O PSOL não deve fazer parte do governo Lula/Alckmin/Centrão

Esses caras são loucos… meu Deus do céu… atirando em crianças”. Essa frase foi dita por uma moradora de São José dos Campos – SP no momento em que filmava o início da operação para a violenta desocupação de um terreno pertencente ao megaespeculador financeiro Naji Nahas, local de residência de mais de 1.800 famílias (7 a 9 mil pessoas), a comunidade do Pinheirinho.

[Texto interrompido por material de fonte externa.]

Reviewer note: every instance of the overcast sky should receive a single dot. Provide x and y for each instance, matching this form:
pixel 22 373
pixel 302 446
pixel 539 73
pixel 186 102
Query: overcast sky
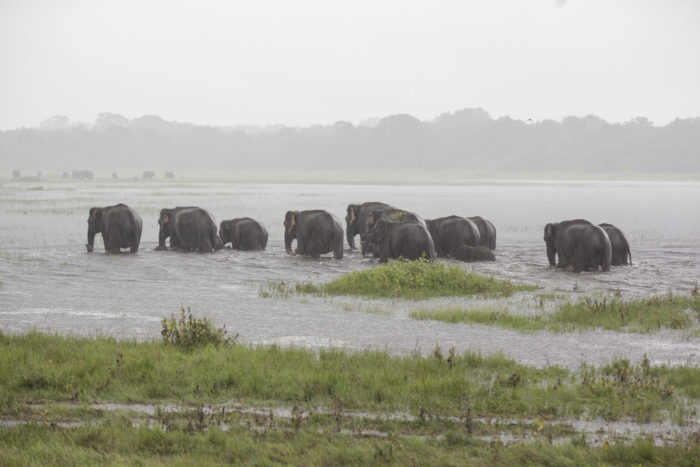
pixel 306 62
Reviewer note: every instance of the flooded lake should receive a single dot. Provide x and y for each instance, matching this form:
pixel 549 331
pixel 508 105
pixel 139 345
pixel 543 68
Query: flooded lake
pixel 50 282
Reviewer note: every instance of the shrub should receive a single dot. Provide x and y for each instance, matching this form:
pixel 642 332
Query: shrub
pixel 189 332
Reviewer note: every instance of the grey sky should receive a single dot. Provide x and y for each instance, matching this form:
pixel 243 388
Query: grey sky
pixel 306 62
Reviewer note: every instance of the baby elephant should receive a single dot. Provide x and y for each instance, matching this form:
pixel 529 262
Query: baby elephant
pixel 316 232
pixel 243 234
pixel 119 225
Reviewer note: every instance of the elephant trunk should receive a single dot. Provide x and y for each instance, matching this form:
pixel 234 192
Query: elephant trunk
pixel 551 254
pixel 91 240
pixel 350 233
pixel 288 243
pixel 161 239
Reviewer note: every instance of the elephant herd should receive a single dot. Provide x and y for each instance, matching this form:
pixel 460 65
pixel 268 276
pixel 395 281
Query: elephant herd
pixel 385 232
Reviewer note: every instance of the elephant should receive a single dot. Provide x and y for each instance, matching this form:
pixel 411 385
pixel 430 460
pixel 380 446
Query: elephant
pixel 400 239
pixel 316 232
pixel 189 228
pixel 119 225
pixel 391 214
pixel 579 244
pixel 457 237
pixel 487 231
pixel 356 220
pixel 243 234
pixel 620 247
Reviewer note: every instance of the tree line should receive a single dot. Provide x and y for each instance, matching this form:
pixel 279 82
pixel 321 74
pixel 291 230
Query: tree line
pixel 468 139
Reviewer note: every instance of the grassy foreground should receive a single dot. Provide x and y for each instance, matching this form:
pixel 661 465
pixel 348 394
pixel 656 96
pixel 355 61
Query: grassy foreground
pixel 50 367
pixel 119 442
pixel 641 316
pixel 449 401
pixel 414 280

O terreno de 1 milhão de m² era avaliado em R$ 12 milhões, mas devia mais de R$ 16 milhões em impostos ao município. Mesmo assim o governador Geraldo Alckmin e o prefeito Eduardo Cury, ambos do PSDB, gastaram cerca de R$ 416 milhões na operação policial, que contou com 2 mil policiais, 2 helicópteros, 40 cães, 100 cavalos e mais de 200 viaturas. Em 2016, por meio de um programa de moradia do governo federal, foi concluída a construção de um conjunto habitacional que hoje abriga a grande maioria dos antigos moradores do Pinheirinho, ao custo de R$ 140 milhões. Ou seja: o valor gasto pelos governos tucanos na desocupação teria sido suficiente para a construção de mais de 4 mil casas populares (o dobro do número de famílias desalojadas). Os números deixam explícita a enorme motivação político-ideológica que levou Geraldo Alckmin a determinar a reintegração de posse a Naji Nahas (envolvido em escândalos de corrupção e preso em 2004), e a ganhar o título de “carrasco do Pinheirinho”, além de várias charges do cartunista Latuff, onde aparece com a suástica nazista.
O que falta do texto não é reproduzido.